O tenente-coronel Mauro Cid, ex-ajudante de ordens do então presidente Jair Bolsonaro, solicitou aposentadoria antecipada do Exército. A solicitação foi revelada por seu advogado durante o julgamento da trama golpista no Supremo Tribunal Federal (STF). Segundo o defensor, Cid, de 46 anos, alega não ter mais condições psicológicas para continuar atuando após se tornar delator no processo.
Internamente, o Exército trata o procedimento como "cota compulsória". De acordo com as regras da Força, essa solicitação é permitida para quem possui mais de 20 anos de serviço prestado, o que permite ao militar manter benefícios como salário e plano de saúde. O Exército confirmou o recebimento do pedido de aposentadoria antecipada de Mauro Cid.
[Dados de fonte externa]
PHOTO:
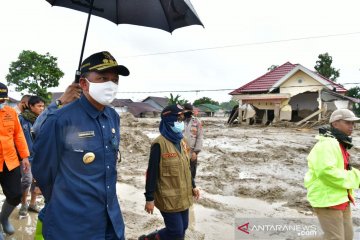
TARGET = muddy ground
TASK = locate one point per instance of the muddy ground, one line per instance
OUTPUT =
(244, 171)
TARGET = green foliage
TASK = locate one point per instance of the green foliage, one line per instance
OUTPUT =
(176, 100)
(355, 93)
(272, 67)
(228, 105)
(35, 73)
(205, 100)
(323, 66)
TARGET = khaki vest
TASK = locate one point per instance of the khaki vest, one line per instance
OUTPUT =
(174, 187)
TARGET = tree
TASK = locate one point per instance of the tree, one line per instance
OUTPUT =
(205, 100)
(272, 67)
(229, 105)
(176, 100)
(323, 66)
(355, 93)
(35, 73)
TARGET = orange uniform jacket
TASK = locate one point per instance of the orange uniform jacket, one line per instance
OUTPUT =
(11, 139)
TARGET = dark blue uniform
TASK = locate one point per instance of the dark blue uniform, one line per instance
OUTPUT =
(81, 197)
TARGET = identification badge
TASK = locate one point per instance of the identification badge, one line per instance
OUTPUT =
(86, 134)
(88, 157)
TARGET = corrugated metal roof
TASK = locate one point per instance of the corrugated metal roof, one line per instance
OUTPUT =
(264, 83)
(162, 101)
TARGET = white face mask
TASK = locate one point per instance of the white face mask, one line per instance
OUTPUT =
(104, 93)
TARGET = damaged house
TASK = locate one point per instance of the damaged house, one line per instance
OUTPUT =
(289, 92)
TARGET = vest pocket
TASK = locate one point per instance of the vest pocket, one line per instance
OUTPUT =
(172, 200)
(170, 170)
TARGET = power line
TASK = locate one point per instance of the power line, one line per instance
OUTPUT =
(245, 44)
(229, 89)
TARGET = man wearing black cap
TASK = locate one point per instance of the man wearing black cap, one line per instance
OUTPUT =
(75, 158)
(12, 144)
(193, 133)
(169, 185)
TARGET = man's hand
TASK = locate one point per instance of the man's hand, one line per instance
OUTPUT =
(25, 164)
(71, 93)
(196, 193)
(193, 156)
(149, 207)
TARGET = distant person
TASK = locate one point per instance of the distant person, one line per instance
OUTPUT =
(13, 143)
(169, 185)
(330, 179)
(75, 155)
(23, 104)
(193, 133)
(72, 92)
(27, 118)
No entanto, a solicitação precisa passar pela análise de uma comissão, que elaborará um parecer sobre a possibilidade de aposentadoria antecipada do militar. Esse parecer, sem prazo definido, será submetido ao Comando do Exército, tendo o comandante Tomás Paiva a palavra final sobre o pedido de Cid.
Caso a solicitação seja aceita, o tenente-coronel Mauro Cid irá para a reserva, perdendo o direito à casa funcional. Entretanto, na reserva, ele poderá exercer outra atividade na iniciativa privada. Cid manterá o plano de saúde e salário, proporcional ao tempo de serviço prestado na ativa.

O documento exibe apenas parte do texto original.